Penso che i giovani, che pure si erano distinti nei giorni immediatamente successivi al sisma per generosità e impegno, divennero presto oggetto di un’attenzione morbosa da parte del governo e dei partiti dominanti. Forse proprio perché preoccupati per le proteste e dalla forza che essi avevano esibito in quei giorni, prevalse l’idea di frenare tutta quella energia. Piuttosto che incanalarla e usarla per la rinascita si preferì assopirla, renderla innocua, depotenziarla.
Come?
Il primo provvedimento assunto a favore dei giovani delle zone terremotate fu quello dell’esonero dalla leva militare. Tutti coloro che dovevano presentarsi in caserma da quel novembre del 1980 in poi risultarono sollevati da tale compito. L’argomento usato per motivare il provvedimento fu quello che non si potevano sottrarre forze giovani alla ricostruzione e allontanare i figli maschi dalle famiglie. Come spesso accade in Italia, il provvedimento pensato per una fase di emergenza fu prorogato per quasi 20 anni, fino a consentire a più di un milione di giovani meridionali di evitare il servizio militare.
E poi?
Quasi contemporaneamente negli stessi anni furono aperte le porte – per la prima volta senza un concorso pubblico – delle amministrazioni locali e statali ai giovani delle liste della 285.
Vuole spiegare che cosa prevedeva?
La legge 285 del 1977 era stata una risposta alla crisi del collocamento e alla nascita delle liste di lotta dei disoccupati nella città di Napoli. Con quella legge di riforma si cercò di garantire il diritto al lavoro attraverso lo scorrere di una graduatoria pubblica e non per vie clientelari.
E quindi?
Violando lo spirito della legge migliaia di giovani diplomati e laureati entrarono nei ranghi della pubblica amministrazione con mansioni molto più basse rispetto ai loro titoli di studio.

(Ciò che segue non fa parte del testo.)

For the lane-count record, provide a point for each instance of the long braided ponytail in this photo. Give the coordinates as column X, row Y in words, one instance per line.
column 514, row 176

Si calcola che in pochi anni oltre 600mila giovani furono assunti grazie alla 285. Inutile dire che bastò aspettare lo svolgimento di qualche concorso interno per far valere alla stragrande maggioranza di essi il titolo di studio e conquistare ruoli apicali.

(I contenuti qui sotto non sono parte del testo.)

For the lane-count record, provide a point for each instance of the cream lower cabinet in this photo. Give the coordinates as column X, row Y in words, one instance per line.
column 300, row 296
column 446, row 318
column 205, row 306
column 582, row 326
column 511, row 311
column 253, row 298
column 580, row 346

Evitato il servizio militare, entrarono senza concorso nella pubblica amministrazione, scalando dall’interno la gerarchia…

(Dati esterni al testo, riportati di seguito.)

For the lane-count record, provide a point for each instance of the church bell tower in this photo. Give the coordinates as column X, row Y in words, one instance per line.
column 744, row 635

E assunsero il controllo di gran parte degli uffici dello Stato nel Mezzogiorno, diventando per tre decenni l’ossatura della nostra amministrazione pubblica.
Infine, dopo anni di onorato servizio, molti di essi hanno goduto dei vantaggi di “quota 100”, cioè dello scivolo pensionistico ideato dal governo nel 2018. La grande fuga dalla pubblica amministrazione di cui si parla oggi riguarda proprio questa generazione, che entrata nei primi anni 80 ha maturato età e anzianità per sfruttare l’opportunità che le è stata offerta.
Giusto in tempo per sottrarsi alla difficile prova della “nuova ricostruzione”, quella che si sta organizzando oggi dopo la pandemia con le risorse del Pnrr…
Non voglio apparire come chi scarica su quella generazione, che poi è la mia, le responsabilità del fallimento della ricostruzione e della cattiva politica che ha condannato il Mezzogiorno all’arretratezza. Ma alcune domande me le pongo.
Sentiamo
Quanto hanno inciso in negativo tutte quelle politiche di “vantaggio” per chi si considerava “svantaggiato”? Che peso può avere avuto sulle nuove generazioni quelle politiche di protezione prive di ogni riferimento al merito, alla capacità di adattamento, allo stimolo all’impresa? Quanto ha influito la sospensione di ogni sana competizione? E ancora: quanto è stato diseducativo rinunciare a misurarsi sul merito, ad essere premiato sulle performance e per le capacità dimostrate sul campo?
E ora provi a rispondere all’interrogativo…
Non posso che farlo con altre domande. Stiamo commettendo per caso gli stessi errori? Stiamo riempendo nuovamente in modo scriteriato la nostra amministrazione pubblica di giovani mediocri a cui interessa soltanto il posto fisso? Infine: stiamo gettando in questo momento le basi di una nuova sconfitta storica?